On Thursday, the Swain County Sheriff's Department shared incredible footage of the pilot touching down in the middle of traffic on a North Carolina highway. The pilot was able to land the plane "down on its wheels on Highway 19 just west of the T.A. Sandlin Memorial Bridge over the Little Tennessee River," according to WAVY-TV.
WRIC-TV reported, "Vince Fraser, 31, who has less than 100 hours of flight time, lost power to the engine of his 1967 Aero Commander single-engine plane, and struggled to find a suitable location to set the aircraft down in the dense forests of Swain County, located in the southern Appalachian mountains of North Carolina."
Fraser ventured on the trip to get an aerial view of a property near Fontana Lake.
“As I started climbing, the aircraft just sort of stopped climbing,” Fraser said. “I had to pitch down more to keep the airspeed.”
“I looked at him and I told him I was sorry, and that I loved him. From there on out, it’s just a commitment,” Fraser told his father-in-law, according to WJW. “Let’s see what’s going to happen. Let’s do this the best we can.”
"Now we’re headed to Highway 19. I see powerlines. I see cars, curves, trees, hills. I have no other option. This is the only and best option for us right now," Fraser explained.
Fraser's father-in-law reacted, "He looked at me and said ‘Just do whatever you can. Do what you can do. I trust you.'"
WAVY-TV reported that the pilot reacted to the stalled engine, "Trying to remain calm, he went through a checklist of steps needed to restart the engine in case of a failure. It started."
Fraser told WINK-TV, "I kind of went into this mentality that I had when I was in the Marine Corps. So, it was just, I had to save Jeff, that’s my objective was to save our lives, and save the people on the ground and with as little damage as possible."
He added, "There’s just nowhere to land."
Then he saw the North Carolina highway with minimal traffic. The novice pilot was able to land the plane near a heavily wooded area in the Great Smoky Mountains, appoximately 55 miles west of Asheville.
Within three minutes, Fraser landed the plane on the highway.

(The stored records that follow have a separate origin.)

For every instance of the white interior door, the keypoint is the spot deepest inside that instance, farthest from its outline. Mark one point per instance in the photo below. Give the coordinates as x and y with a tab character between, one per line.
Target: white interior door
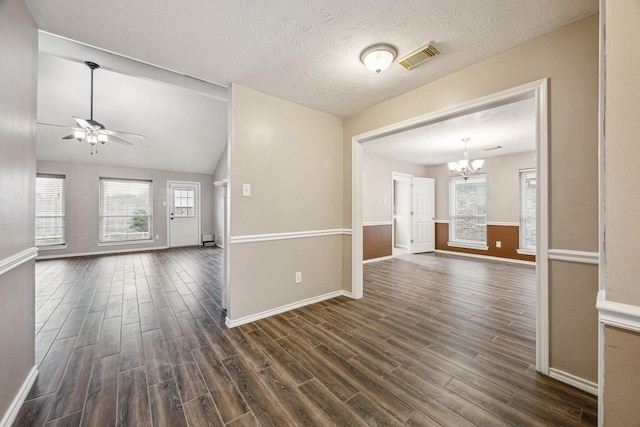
184	213
424	228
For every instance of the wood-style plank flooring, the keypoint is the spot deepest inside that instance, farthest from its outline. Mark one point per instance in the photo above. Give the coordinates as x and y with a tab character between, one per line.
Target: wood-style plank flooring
139	339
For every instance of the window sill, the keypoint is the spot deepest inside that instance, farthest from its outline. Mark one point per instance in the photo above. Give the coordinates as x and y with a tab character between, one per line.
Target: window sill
526	251
126	242
468	246
52	247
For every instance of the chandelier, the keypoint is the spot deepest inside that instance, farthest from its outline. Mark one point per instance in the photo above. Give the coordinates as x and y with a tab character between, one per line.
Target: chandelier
465	167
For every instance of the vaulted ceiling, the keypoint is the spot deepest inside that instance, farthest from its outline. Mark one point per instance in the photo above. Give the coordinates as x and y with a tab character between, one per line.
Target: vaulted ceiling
306	51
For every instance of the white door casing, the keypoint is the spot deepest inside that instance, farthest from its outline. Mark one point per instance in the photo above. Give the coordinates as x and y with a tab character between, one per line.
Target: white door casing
423	218
184	213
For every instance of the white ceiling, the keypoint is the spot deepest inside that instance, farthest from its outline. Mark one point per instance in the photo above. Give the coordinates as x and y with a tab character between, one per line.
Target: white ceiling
304	51
509	125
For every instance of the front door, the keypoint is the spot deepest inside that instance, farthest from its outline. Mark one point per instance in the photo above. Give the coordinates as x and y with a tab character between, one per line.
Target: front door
423	215
184	213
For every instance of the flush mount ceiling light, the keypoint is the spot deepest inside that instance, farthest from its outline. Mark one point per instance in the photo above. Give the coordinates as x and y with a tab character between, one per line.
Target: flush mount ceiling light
465	167
378	57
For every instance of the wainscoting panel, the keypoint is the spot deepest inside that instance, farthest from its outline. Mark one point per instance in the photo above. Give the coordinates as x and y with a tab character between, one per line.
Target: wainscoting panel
376	241
508	235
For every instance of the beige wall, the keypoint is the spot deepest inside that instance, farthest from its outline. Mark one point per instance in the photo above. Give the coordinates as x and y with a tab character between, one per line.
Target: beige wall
377	198
82	183
18	68
292	157
621	365
221	173
568	58
503	186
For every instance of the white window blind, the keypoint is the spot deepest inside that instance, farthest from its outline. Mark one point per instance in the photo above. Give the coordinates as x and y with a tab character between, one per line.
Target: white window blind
125	210
184	202
468	210
50	210
528	209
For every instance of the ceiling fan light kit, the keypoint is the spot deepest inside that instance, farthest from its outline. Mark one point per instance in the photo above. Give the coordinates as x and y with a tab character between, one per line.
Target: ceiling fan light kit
94	132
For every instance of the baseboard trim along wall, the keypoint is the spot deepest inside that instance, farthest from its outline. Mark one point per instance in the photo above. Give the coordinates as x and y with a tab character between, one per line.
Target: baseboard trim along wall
14	408
286	236
577	382
617	314
582	257
268	313
20	258
369	261
487	257
111	252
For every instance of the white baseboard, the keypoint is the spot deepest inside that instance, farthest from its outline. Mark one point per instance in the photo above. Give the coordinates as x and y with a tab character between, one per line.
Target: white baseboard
368	261
12	412
111	252
487	257
577	382
268	313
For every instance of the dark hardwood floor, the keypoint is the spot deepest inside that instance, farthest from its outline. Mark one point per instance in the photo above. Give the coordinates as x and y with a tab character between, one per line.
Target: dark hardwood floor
139	339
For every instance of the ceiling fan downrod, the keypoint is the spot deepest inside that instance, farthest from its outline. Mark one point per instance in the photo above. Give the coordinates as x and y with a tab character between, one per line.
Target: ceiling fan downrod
93	66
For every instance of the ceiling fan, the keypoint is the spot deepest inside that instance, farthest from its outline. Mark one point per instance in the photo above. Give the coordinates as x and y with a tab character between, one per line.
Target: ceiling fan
93	131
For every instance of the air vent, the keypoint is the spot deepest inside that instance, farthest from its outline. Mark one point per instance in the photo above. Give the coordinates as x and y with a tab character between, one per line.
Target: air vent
418	56
491	147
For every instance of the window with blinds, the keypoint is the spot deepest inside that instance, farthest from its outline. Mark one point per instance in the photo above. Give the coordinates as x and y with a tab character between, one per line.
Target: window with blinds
468	210
528	209
184	202
50	210
125	210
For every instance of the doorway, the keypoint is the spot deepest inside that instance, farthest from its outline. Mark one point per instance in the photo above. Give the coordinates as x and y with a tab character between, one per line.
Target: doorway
401	214
538	90
183	213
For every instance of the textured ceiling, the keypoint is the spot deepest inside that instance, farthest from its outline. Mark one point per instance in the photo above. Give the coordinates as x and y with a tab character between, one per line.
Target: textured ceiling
509	125
306	51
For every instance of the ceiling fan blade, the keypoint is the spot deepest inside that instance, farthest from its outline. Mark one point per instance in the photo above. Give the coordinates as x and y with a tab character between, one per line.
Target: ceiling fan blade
51	124
83	123
120	134
118	140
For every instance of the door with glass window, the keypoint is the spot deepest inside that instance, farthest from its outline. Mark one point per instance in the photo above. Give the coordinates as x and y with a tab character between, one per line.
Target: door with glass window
184	213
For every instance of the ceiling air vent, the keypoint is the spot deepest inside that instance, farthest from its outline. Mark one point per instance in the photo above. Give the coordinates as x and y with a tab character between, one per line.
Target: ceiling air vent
418	56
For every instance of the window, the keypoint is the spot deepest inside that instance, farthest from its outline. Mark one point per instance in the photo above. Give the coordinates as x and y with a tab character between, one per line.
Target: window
468	211
183	202
125	210
50	210
528	209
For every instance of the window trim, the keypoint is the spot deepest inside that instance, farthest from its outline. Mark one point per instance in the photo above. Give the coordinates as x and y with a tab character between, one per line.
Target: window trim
63	244
100	216
522	249
465	243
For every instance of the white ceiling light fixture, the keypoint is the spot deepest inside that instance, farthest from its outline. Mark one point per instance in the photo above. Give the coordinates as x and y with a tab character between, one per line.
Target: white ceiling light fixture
378	57
465	167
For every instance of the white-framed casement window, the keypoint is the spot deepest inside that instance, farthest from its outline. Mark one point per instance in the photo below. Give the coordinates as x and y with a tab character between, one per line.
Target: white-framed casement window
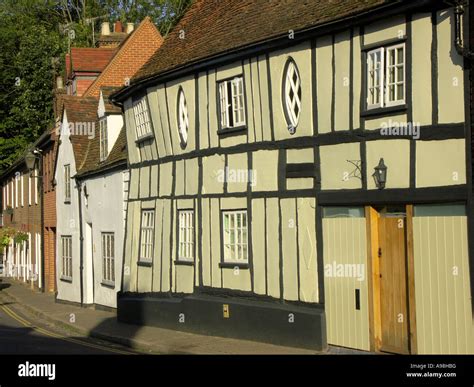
104	151
67	183
108	257
66	257
292	94
232	107
146	235
386	79
186	235
183	118
142	118
235	236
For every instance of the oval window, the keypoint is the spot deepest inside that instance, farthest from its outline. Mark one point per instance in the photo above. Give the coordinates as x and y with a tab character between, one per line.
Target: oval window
183	120
292	95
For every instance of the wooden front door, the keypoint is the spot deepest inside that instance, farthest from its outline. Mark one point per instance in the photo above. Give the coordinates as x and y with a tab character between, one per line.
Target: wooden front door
392	255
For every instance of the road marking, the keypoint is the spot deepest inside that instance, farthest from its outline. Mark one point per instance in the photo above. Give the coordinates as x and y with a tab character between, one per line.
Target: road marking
26	323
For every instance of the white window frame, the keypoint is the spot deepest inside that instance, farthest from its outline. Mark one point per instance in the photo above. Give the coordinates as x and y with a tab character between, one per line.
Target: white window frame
383	67
108	257
103	140
290	85
66	257
235	243
142	118
235	108
147	235
186	235
183	118
67	183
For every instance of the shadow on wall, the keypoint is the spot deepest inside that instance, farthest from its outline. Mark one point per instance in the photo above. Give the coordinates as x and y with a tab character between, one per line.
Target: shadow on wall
121	333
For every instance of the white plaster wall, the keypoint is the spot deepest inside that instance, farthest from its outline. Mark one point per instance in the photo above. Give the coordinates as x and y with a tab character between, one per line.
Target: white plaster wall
67	219
104	210
114	126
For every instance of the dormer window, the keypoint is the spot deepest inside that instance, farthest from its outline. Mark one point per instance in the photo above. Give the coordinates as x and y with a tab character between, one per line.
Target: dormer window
104	151
386	76
142	119
232	109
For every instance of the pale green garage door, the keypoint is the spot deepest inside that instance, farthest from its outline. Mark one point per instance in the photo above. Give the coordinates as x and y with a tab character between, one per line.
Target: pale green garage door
345	277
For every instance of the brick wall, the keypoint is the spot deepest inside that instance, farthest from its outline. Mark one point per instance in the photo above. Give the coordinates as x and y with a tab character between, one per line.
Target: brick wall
26	213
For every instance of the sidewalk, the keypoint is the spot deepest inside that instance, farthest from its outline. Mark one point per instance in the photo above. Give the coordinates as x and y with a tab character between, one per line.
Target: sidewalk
103	325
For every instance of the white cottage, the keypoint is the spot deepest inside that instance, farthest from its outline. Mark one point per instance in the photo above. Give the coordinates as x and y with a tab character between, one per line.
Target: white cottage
104	182
78	127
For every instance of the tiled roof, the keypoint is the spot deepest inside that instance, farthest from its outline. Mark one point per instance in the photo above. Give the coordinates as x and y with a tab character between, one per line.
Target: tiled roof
117	155
211	27
81	110
132	54
83	59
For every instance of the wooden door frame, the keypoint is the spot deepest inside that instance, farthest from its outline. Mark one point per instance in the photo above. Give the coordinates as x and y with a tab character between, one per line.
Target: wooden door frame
373	270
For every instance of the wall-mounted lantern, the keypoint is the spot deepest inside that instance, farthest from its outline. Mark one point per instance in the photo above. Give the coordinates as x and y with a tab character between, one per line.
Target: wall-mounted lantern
30	160
380	175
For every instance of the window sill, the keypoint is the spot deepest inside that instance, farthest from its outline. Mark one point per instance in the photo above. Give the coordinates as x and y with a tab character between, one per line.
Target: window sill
182	262
108	284
236	131
148	136
385	111
233	265
145	263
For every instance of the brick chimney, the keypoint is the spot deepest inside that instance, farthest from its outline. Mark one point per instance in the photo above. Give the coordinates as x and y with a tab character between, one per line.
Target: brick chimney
105	29
118	26
130	27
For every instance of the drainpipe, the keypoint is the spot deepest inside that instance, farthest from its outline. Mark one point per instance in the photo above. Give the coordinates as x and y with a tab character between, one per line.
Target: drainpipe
81	241
41	187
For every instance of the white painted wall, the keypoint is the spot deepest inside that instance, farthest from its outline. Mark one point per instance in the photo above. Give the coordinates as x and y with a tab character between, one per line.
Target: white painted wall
67	220
114	123
104	210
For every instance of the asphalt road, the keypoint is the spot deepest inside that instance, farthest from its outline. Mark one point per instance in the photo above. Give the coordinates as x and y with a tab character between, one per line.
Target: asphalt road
21	334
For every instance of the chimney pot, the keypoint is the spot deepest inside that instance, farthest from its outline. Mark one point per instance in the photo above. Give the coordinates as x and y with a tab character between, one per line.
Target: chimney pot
118	26
59	82
105	30
130	27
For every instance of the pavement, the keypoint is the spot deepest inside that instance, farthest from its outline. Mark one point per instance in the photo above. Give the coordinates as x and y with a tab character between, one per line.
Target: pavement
103	325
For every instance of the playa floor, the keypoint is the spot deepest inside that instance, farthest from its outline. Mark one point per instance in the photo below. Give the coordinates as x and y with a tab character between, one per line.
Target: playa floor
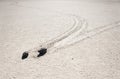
25	24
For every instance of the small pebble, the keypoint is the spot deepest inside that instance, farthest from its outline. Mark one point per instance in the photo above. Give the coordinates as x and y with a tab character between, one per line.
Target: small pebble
42	52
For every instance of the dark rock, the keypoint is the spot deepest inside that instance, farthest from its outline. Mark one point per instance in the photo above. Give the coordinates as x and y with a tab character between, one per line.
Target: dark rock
24	55
42	52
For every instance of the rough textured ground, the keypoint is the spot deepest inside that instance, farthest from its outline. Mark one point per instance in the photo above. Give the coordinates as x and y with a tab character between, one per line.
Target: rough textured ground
25	24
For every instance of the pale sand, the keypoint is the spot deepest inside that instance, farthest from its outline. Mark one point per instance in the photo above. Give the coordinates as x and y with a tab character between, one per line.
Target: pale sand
26	24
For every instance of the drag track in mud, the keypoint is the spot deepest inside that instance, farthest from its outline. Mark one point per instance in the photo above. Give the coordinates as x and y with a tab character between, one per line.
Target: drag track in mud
72	36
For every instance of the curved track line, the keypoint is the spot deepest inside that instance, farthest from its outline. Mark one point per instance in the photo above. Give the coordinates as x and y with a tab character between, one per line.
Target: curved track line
87	34
78	26
72	36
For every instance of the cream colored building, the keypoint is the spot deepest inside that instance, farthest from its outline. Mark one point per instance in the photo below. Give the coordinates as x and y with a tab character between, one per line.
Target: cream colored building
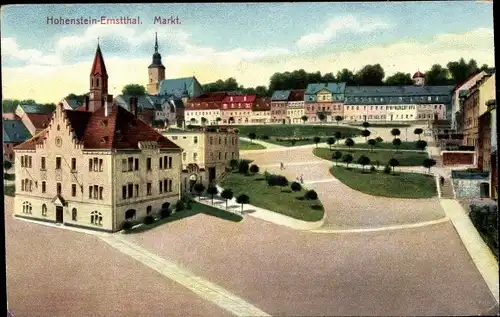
206	153
70	173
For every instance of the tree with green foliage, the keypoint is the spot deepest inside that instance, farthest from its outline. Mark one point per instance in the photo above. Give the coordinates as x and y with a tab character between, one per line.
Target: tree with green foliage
134	90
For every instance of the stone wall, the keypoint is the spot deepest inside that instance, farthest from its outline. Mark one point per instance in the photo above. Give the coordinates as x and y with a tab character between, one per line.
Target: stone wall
458	157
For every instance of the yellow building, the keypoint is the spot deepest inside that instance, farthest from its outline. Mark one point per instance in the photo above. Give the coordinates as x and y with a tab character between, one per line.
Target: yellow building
206	154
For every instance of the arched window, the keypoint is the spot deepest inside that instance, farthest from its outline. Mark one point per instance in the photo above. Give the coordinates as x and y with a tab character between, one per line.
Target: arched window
96	218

When emergency services showed up at the downed plane, Fraser said, "They pulled up and I just kind of stood in front of the aircraft, took a deep breath and tried to collect myself."
Fraser noted that his bond with his father-in-law has grown since the near-death experience.
“Now when I give him a hug, I actually embrace him. I don’t know that it’s changed our love for each other but it has definitely made it stronger,” Fraser told Fox 8.
A mechanic discovered that the plane suffered a fuel shortage in one tank.